So here i the situation:
At work we use a custom piece of software that does document watermarking for us. Now the way this works for the end user is that there are two shares. Share #1 is "Dropoff" and Share #2 is "Pickup". The users drop off an office document in the "dropoff" share and within 15-20 minutes an xps document with watermark appears in the pickup folder. (The time delay is due to a scheduled task set to run every 20 minutes).
Now here is the issue. We have noticed that watermarking fails for certain documents. The common theme is any document with a hyperlink, specifically a malformed hyperlink. For example if someone types in http://*:3389
word converts this to a hyperlink.
Now to give you some more info on the process. The way the documents are watermarked is via a powershell script. What happens is this script runs every 20 minutes and checks for any files added to the "dropoff" folder. It then converts them to xps documents as the watermarking software can only accept xps for input. Now these xps are then run through a command line app that is the watermarking software.
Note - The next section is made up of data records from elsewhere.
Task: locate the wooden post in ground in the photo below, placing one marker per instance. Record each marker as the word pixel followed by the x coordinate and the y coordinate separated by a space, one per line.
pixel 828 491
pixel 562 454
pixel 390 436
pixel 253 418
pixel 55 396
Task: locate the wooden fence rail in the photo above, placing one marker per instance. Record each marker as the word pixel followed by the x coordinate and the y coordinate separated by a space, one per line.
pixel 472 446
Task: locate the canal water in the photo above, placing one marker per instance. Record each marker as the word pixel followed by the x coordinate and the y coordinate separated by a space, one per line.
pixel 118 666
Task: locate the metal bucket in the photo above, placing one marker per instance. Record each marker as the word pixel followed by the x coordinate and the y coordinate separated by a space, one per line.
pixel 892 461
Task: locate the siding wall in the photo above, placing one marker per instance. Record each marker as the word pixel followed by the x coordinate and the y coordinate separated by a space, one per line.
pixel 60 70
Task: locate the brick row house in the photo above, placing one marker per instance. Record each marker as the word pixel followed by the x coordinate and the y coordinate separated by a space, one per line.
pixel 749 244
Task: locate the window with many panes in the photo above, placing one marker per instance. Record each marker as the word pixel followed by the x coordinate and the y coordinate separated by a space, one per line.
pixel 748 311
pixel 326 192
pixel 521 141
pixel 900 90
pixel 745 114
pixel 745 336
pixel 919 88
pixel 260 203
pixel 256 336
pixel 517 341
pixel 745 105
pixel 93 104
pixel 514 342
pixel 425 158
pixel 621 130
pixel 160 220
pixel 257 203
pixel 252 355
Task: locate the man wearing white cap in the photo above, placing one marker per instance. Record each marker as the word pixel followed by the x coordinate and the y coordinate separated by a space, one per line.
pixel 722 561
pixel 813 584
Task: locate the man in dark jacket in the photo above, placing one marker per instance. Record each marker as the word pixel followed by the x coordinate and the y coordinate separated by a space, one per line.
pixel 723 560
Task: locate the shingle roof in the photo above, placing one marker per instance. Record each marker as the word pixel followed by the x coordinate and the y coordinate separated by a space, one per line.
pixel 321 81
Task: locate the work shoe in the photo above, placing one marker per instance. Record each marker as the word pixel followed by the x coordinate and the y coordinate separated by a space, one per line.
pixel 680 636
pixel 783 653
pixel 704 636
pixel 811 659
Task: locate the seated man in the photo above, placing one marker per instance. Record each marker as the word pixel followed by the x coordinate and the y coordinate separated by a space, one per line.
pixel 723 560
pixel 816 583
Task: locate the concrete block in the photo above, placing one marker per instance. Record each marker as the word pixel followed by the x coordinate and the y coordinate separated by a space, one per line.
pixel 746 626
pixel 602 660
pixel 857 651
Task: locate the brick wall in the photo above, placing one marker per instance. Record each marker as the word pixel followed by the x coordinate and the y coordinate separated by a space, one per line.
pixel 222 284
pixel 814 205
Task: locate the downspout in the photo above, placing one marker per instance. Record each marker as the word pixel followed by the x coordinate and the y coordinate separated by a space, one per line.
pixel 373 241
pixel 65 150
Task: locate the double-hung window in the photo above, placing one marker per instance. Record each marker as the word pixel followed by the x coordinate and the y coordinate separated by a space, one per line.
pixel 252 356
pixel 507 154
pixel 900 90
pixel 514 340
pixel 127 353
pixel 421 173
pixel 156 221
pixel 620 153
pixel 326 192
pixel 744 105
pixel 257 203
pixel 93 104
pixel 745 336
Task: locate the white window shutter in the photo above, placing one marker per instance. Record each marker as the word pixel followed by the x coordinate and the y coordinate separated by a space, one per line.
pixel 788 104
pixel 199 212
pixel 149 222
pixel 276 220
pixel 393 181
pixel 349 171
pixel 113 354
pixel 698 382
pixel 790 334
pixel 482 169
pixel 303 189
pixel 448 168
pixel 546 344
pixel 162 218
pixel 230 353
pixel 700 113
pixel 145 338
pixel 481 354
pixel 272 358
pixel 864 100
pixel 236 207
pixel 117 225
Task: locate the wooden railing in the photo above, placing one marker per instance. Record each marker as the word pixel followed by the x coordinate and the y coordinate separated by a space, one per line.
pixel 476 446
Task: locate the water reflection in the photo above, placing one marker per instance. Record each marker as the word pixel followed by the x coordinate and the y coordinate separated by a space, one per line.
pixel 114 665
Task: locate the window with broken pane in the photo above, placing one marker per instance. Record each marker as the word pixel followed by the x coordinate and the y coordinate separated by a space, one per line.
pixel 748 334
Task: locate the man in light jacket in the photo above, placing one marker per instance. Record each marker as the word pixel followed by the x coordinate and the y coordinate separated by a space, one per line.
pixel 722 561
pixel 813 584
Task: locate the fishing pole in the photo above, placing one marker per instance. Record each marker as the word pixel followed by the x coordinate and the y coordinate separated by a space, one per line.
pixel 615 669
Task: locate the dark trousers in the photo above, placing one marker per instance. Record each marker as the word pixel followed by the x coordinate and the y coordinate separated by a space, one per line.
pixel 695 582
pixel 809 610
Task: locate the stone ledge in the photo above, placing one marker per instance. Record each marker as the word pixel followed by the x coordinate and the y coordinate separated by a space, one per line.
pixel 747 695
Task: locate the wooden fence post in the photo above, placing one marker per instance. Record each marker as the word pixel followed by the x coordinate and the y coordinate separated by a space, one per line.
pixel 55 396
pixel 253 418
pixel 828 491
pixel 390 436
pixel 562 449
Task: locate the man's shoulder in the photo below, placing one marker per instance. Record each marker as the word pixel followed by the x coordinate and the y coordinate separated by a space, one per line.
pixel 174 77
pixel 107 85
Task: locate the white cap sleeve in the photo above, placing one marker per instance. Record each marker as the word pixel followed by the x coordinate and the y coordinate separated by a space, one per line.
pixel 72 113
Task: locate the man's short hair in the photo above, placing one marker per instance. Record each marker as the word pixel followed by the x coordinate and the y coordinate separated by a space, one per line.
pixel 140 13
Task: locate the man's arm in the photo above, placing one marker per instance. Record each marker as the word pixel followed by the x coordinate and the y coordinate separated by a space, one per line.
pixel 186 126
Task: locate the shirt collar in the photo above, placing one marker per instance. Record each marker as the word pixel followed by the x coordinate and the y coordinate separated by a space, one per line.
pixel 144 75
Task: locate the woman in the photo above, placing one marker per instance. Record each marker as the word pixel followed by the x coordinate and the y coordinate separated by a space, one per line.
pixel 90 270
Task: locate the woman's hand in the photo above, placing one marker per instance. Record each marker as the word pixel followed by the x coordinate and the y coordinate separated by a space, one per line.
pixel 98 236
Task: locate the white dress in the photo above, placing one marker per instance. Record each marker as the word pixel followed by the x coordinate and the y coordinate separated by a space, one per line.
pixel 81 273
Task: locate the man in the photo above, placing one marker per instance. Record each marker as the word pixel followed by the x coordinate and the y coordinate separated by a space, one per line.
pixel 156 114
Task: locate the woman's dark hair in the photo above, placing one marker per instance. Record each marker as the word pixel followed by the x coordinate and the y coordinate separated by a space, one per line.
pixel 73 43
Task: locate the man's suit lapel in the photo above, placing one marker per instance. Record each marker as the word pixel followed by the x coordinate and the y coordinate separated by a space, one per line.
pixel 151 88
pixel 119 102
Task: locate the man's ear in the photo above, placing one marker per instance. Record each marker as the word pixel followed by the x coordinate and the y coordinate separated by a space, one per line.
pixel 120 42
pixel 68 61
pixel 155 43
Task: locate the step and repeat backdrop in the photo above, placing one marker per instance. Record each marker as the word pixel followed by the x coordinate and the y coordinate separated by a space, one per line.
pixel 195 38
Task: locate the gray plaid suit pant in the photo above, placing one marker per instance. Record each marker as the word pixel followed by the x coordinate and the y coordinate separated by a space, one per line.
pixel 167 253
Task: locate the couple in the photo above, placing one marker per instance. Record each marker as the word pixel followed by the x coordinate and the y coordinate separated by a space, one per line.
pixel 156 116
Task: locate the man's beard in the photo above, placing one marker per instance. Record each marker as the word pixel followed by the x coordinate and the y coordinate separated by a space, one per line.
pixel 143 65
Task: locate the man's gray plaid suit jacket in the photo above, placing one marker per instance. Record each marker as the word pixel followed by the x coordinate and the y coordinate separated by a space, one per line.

What I am trying to do is find some way to either disable hyperlinks that are invalid in either word or the xps document or simply disable all hyperlinks in the document. Unfortunately due to the org size simply telling people to remove hyperlinks is not a solution especially since Management uses it the most.
Now I originally thought the issue was with Powershell converting the document to XPS so I wrote a C# console app to handle this. However that is when I discovered that it was actually malformed hyperlinks causing the issue.
What I would like to do is one of the folllowing:
1.) "read" through the word document and disable invalid URL's i.e. convert them to strings
2.) Disable all URL's in the word document
3.) Disable invalid URL's (convert to string) in XPS Document
4.) Disable all URL's in XPS document
Any thoughts or suggestions regarding how to handle this issue.
Thanks for the help!